O Brazilian central bank reaffirmed the review on the projection of the rate of inflation to 5.8% in 2022 in the Quarterly Inflation Report released this Thursday (29). The monetary authority had already indicated the lower number in the minutes released the day before. In the previous report, released in July, the IPCA was at 8.8% per year.

The fall in inflation projected by the BC considers the scenario of a deceleration of commodities together with the effects of the monetary tightening of the Selic at the current level, which is even more restrictive considering the recent surprises of lower inflation, highlights Rafaela Vitória, chief economist at the Inter

“If it materializes, we will soon be able to discuss the reduction of interest rates, as it will be unnecessary to maintain such a significant monetary tightening with the trajectory of inflation in a faster fall”, said the economist.

For Pedro Renault, economist at Itaú Unibanco, the report maintained the BC’s tone of caution about the current situation, signaling that the monetary entity will remain on alert for rising prices and will not cool down its approach unless the scenario is favorable. for that to happen.

“The report does not change the signal that was in the Copom minutes and in the previous communiqué, it was a tough document in the sense that they are vigilant in relation to inflation, because if necessary, interest rates will rise again”, highlighted the Itaú economist.

“He pointed in the direction that there will be interest rates maintained at a high level for some time, with a whole simulation that this is the de facto strategy, in a contractionary territory. Our reading is that the Selic will only fall from the second half of next year, starting in August,” he added.

This view is also the one expected by André Braz, price index coordinator at Fundação Getúlio Vargas (FGV), who highlighted the level of uncertainty at home this year and abroad with war and other factors of inflationary pressure.

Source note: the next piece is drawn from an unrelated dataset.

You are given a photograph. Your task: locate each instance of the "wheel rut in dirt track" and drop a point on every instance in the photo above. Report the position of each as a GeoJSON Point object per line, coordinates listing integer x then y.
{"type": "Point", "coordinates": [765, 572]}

“Inflationary pressure here still exists. The indices are negative, but when we look at the IPCA-15, 60% of goods and services became more expensive, although the other 40%, and then gasoline, some basic food items, communications and energy helped inflation to become negative. . But it is not the majority of the items”, he pointed out.

However, the economist reinforced that forecasts are surprising in this final stretch of the year due to government measures and an external scenario favorable to price reduction, with the risk of global recession in sight, affecting commodities.

“Projections are uncertain, for the end of the year inflation may end at 5.6%, well below what everyone predicted at the beginning. This is due to tax cuts, the good behavior of foodstuffs that began to decline with good harvests, a slowdown in the world economy and a reduction in the price of oil”, he explained.

Finally, Órama’s chief economist, Alexandre Espírito Santo, also said he believed in a downward movement for Salic from the second half of 2023, but stressed that keeping interest rates high for a long time could cause it to fall. more intensely at the end of this period.

“I don’t believe that the interest rate will have to drop soon, because if it goes ‘higher for longer’ you can drop more intensely, two or three drops of 100 points and you can end next year at 10.75% or 11, 75%”, he pointed out.